You need two levels of indirection to do it the way Linus suggests, but you can potentially do it in Python perhaps by having a reference to an object which stores a reference to an object or something of this sort (an index to an index?). That said, I don't think it maps so elegantly or efficiently to Python and it'd probably be quite wasteful to use an object just to represent a single link in a linked structure.

In Python's case I'd just do the additional branching to check for cases where you're removing from the head unless there's some trick I'm missing.

As for implementing linked lists yourself, I actually find many use cases where the standard libraries don't suffice. Here's one example:

enter image description here

... where the grid might have 10,000 cells. Most linked lists provided by standard libraries aren't optimized to store 10,000+ linked lists in the size of a 32-bit index per list since they're trying to provide interfaces that allow the linked list to be used in isolation (not using a separate backing data structure for storage like an array). Typically the most efficient use of a linked list is one that doesn't own memory or manage any resources. It's just linking data in an auxiliary fashion already allocated and managed in another data structure, like this for a 128-bit (16-byte) tree node in an n-ary tree where elements can be stored at any level of the hierarchy:

struct TreeNode
{
     int32 parent;       // parent index or -1 for no parent
     int32 first_child;  // first child of this node or -1
     int32 next_sibling; // next child for the parent node or -1
     int32 element;      // element data stored in this node or -1
                         // if no data is associated
};

So there's a lot of use cases for implementing your own linked lists and other linked structures which are significantly more efficient for a more narrowly-applicable use case (grid data structures, octrees, quad-trees, graphs, etc), but again, I don't think you can use this trick in languages that don't easily allow you to utilize two or more levels of pointer indirection. Python inherently only has one for objects -- same with Java and C#. You'd need something like a "reference to a reference to an object" or an "index to an index to an object" or "an index to an object reference to an object".

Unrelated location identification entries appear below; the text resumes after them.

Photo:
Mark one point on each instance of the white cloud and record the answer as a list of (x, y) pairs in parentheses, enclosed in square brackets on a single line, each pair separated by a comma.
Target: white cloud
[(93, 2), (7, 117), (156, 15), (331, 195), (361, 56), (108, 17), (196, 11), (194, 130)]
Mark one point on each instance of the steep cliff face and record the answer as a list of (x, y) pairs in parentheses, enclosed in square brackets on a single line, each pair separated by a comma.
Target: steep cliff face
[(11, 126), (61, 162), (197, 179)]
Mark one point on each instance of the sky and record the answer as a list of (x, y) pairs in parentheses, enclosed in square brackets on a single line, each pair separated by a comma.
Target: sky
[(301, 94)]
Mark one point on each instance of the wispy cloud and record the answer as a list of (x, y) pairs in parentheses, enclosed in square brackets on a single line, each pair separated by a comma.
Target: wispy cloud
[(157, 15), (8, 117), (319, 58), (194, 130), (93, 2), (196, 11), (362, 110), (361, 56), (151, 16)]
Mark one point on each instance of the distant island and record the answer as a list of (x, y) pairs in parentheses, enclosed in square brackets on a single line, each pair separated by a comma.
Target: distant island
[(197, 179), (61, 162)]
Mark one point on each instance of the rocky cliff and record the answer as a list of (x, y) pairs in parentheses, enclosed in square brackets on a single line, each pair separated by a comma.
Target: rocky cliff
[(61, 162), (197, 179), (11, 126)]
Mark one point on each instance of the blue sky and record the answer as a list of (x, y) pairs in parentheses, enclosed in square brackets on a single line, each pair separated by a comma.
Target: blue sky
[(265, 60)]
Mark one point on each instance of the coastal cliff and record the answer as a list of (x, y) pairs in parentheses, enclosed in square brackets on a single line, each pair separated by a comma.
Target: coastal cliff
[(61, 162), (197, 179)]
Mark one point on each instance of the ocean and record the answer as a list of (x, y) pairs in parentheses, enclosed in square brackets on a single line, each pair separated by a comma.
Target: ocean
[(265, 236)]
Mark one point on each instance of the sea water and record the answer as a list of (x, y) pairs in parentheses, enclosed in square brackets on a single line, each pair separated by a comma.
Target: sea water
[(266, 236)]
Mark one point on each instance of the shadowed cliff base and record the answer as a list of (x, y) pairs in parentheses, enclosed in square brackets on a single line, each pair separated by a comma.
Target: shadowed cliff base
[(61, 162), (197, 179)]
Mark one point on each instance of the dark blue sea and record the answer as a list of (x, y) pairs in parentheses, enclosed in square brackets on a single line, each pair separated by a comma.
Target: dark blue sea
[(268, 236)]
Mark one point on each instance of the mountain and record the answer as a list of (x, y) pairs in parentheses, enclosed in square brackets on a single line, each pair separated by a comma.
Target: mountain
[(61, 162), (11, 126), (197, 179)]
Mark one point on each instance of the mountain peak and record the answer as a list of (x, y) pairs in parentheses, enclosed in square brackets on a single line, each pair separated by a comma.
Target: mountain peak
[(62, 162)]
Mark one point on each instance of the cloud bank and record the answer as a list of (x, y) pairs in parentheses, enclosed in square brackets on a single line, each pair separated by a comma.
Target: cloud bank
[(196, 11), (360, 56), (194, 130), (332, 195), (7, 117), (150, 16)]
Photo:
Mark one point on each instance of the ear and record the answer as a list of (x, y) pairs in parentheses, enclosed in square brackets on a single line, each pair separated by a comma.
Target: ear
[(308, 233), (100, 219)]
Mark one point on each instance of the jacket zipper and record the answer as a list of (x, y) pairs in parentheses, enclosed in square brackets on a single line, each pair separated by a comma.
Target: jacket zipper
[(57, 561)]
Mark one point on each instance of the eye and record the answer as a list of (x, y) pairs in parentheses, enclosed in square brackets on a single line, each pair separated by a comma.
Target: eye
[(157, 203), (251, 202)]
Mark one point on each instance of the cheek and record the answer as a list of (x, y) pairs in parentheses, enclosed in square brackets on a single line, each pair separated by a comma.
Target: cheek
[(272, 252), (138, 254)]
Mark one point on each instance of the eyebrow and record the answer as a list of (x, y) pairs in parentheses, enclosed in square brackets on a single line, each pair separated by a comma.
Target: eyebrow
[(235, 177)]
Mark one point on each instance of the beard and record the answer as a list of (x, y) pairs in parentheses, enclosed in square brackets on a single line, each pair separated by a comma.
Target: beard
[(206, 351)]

Also linked lists generally aren't so useful in languages that don't allow you to manage where everything is stored in memory since you can end up getting cache misses galore iterating through linked lists otherwise if each list node is fragmented in memory as would often be the case after a GC cycle, e.g. For linked lists to be really efficient as in the case of the Linux kernel requires you to be able to really have fine control over where each node resides in memory so that list traversal is actually mostly, if not entirely, just iterating through contiguous chunks of memory. Otherwise you're generally better-off using small arrays even if that implies linear-time removals and insertions to/from the middle.